The distance with which Abel Ferrara touches upon his protagonists in 'R Xmas comes without the disdain that one would expect. Though these characters are all criminals, their actions are not as much derided by Ferrara as they are treated with incredulity. While Ferrara has no reason to hold them in contempt, he does wonder why they are in this situation in the first place. Best of all, he understands that the reasons are not simply their own.

He opens the film with a picturesque view of an untainted New York, one inhabited by the happy midgets that are nowhere to be seen in Martin Scorsese otherwise all-inclusive Gangs of New York. As he pulls the camera back, the place is shown to be a cinematically altered view of a children's Christmas play. This is a posh Manhattan private school, where the children of congressmen, solicitors, and other millionaires are educated.

But the parents Ferrara are interested in are not quite in any of those groups. While they are rich, they haven't quite reached the comfort of liquid wealth and they are definitely not from some accepted work force. They are drug dealers to the very junkies that they are trying to hide their child away from. The father (Brancato, Jr.) understandably worries about describing his work when the school has Parent's Day.

Both the father and the mother (de Matteo) dote over their child, almost as if they fear the legacy that they must give her. They raise her in the lap of luxury and keep their business in an alternate location far away from their Meadows apartment.
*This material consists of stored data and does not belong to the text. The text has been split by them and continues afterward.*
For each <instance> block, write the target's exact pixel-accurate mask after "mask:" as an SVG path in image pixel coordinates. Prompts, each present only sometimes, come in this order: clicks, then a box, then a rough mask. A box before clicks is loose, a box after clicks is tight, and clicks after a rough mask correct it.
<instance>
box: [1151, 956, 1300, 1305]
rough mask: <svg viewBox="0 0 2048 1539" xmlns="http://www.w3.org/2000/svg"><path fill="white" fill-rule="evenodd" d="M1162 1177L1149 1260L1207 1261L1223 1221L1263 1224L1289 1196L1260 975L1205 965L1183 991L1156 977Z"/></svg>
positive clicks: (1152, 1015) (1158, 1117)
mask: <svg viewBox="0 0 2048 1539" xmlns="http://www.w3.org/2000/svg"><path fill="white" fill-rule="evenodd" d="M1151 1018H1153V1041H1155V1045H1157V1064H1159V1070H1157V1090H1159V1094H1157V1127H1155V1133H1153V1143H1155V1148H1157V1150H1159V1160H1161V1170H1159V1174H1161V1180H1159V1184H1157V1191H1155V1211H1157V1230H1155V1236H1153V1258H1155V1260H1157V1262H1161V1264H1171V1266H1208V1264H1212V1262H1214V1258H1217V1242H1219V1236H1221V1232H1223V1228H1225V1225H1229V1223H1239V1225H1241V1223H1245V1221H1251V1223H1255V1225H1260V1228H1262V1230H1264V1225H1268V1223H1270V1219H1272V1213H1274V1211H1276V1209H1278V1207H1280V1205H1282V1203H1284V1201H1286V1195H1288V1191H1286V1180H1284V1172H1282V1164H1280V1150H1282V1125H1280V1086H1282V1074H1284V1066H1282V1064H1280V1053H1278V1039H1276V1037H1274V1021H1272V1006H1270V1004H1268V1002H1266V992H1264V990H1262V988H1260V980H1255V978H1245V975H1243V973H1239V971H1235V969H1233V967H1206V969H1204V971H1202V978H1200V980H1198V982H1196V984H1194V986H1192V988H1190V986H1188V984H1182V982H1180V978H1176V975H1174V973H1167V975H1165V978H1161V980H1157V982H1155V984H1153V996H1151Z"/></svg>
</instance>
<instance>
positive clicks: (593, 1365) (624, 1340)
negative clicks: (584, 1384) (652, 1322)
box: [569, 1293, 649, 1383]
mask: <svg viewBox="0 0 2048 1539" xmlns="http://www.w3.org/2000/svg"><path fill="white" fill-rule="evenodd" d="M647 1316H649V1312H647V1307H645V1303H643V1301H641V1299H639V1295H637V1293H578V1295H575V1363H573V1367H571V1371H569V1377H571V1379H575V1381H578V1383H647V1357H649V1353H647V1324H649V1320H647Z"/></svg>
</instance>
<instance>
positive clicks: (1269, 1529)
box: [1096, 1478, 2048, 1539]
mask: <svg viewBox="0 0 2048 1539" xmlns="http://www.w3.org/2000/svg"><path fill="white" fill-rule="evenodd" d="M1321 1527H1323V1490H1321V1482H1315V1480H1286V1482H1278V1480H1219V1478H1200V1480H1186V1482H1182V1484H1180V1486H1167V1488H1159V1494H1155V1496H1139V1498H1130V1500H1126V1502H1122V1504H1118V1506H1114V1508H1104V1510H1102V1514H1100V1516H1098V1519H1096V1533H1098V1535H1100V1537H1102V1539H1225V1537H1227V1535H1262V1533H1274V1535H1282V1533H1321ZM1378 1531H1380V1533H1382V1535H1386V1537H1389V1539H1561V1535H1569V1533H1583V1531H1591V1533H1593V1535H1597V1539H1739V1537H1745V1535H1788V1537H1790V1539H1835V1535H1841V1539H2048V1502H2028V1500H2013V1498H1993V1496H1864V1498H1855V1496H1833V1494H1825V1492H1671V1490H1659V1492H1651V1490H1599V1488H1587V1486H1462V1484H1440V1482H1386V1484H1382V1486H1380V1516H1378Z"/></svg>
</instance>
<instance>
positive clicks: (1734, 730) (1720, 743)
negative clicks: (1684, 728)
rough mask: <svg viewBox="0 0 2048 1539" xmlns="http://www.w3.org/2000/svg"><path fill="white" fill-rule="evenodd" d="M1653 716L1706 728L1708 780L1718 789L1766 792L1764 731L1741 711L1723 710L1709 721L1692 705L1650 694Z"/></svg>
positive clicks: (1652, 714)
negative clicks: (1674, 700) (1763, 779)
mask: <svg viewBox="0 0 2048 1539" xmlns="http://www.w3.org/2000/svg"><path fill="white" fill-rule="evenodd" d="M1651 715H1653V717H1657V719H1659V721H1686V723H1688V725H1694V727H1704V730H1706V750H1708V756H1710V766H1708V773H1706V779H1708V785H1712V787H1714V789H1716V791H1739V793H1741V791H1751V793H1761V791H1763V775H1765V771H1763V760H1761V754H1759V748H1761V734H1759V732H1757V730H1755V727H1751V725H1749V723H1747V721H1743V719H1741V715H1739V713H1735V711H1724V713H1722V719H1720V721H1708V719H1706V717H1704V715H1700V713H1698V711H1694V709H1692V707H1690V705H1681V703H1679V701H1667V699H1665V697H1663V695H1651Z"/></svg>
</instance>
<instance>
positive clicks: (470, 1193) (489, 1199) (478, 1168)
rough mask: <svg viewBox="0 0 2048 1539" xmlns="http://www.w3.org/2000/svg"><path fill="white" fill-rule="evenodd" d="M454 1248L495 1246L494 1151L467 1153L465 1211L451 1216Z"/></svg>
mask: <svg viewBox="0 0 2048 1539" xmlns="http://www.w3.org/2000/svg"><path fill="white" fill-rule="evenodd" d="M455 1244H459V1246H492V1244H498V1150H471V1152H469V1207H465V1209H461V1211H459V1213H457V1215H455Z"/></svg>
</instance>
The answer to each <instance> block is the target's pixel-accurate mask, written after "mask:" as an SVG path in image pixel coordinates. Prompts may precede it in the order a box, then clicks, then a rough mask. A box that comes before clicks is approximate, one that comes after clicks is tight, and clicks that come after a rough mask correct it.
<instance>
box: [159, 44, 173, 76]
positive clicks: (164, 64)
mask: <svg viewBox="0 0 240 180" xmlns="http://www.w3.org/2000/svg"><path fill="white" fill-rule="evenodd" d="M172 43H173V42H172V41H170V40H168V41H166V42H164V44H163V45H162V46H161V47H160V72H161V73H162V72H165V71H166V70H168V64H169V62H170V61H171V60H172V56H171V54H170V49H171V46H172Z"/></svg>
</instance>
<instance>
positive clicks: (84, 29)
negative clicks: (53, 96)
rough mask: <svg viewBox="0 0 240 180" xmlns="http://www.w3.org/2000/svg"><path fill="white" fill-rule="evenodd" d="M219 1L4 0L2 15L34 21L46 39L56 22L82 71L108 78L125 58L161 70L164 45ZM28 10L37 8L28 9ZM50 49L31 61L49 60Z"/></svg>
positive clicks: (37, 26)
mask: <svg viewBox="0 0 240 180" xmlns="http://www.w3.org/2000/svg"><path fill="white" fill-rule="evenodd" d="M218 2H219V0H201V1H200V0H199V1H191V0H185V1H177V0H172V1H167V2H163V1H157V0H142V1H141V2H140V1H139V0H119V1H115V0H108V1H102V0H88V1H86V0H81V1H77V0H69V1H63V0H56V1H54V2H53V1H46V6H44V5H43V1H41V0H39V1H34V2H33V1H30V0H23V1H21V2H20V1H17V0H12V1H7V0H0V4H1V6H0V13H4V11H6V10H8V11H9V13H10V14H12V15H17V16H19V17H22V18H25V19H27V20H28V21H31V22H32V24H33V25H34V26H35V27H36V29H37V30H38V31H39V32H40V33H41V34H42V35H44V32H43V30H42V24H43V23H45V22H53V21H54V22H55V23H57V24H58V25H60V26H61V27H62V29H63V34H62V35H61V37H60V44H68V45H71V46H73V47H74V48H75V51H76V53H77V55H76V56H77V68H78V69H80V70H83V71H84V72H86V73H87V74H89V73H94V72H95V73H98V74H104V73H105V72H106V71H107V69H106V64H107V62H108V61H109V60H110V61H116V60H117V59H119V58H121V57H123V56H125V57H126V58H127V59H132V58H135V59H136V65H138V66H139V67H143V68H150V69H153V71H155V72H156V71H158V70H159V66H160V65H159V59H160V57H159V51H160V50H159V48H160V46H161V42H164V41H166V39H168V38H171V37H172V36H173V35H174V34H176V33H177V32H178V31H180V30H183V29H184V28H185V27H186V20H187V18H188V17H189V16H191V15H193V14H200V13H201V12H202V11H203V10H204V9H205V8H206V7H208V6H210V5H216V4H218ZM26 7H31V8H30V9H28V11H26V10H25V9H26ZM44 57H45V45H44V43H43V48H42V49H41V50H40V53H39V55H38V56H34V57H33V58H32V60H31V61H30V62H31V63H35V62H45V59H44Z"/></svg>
Almost all of the film's impressively short 83 minutes are spent on Christmas Eve as the wife must work to save her husband from some corrupt authorities who have taken it upon themselves to kidnap criminals in their off-time and, perhaps, teach them a lesson they won't forget. The middleman (Ice-T) speaks to the wife as if he knows that she's going to have to fight for every penny in the huge ransom and relishes this fact. You also get the distinct impression that's he's going to enjoy this off-duty money.

Ferrrara treats the story with a starkness that goes in-line with much of what he has done in the past. Though 'R Xmas doesn't have the bite of his masterworks, Bad Lieutenant and King of New York, but it does announce a return to form for the director, who has been lost in an oblivion of stagy features like The Funeral and a failed mainstream attempt with Body Snatchers. It is not meant to be any slight for the man, but he, like Martin Scorsese and Francis Ford Coppola, just seems to be at home with the criminal underworld that acts like a cancer on the rest of society.

Both of the actors have an intensity that makes them irrefutably acceptable even if their acts are not. Getting their acting chops from The Sopranos (de Matteo is a regular, Brancato, Jr., was one of the second season's victims), they have a believability in their characterizations that make these two flimsily written characters seem real. You begin to empathize with their dilemma, even if you want to keep them as far away from your children as possible.

None of the major characters are given names, which adds a touch of universality to their story, though really serves little in helping the film other than as a footnote (since the actress playing the daughter goes by her real name, why not just call the couple Lillo and Drea?). What is remarkable about the film, though, is its grasp of New York political history and the relationship between crime and the people that run the city.

The film opens with the title: "In December of 1993 the Honorable David Dinkins was completing his first and only term as Mayor of New York." This establishes the film in the pre-Guiliani days in which New York was less police state Disneyworld, more urban reality. The open ending of the film comes as a chance to think over what is ahead of these characters as well as the city in its entirety -- their lessons learned from Christmas Eve are not fully in their hands. There's a man waiting to take his oath of office who will change them more than the kidnappers.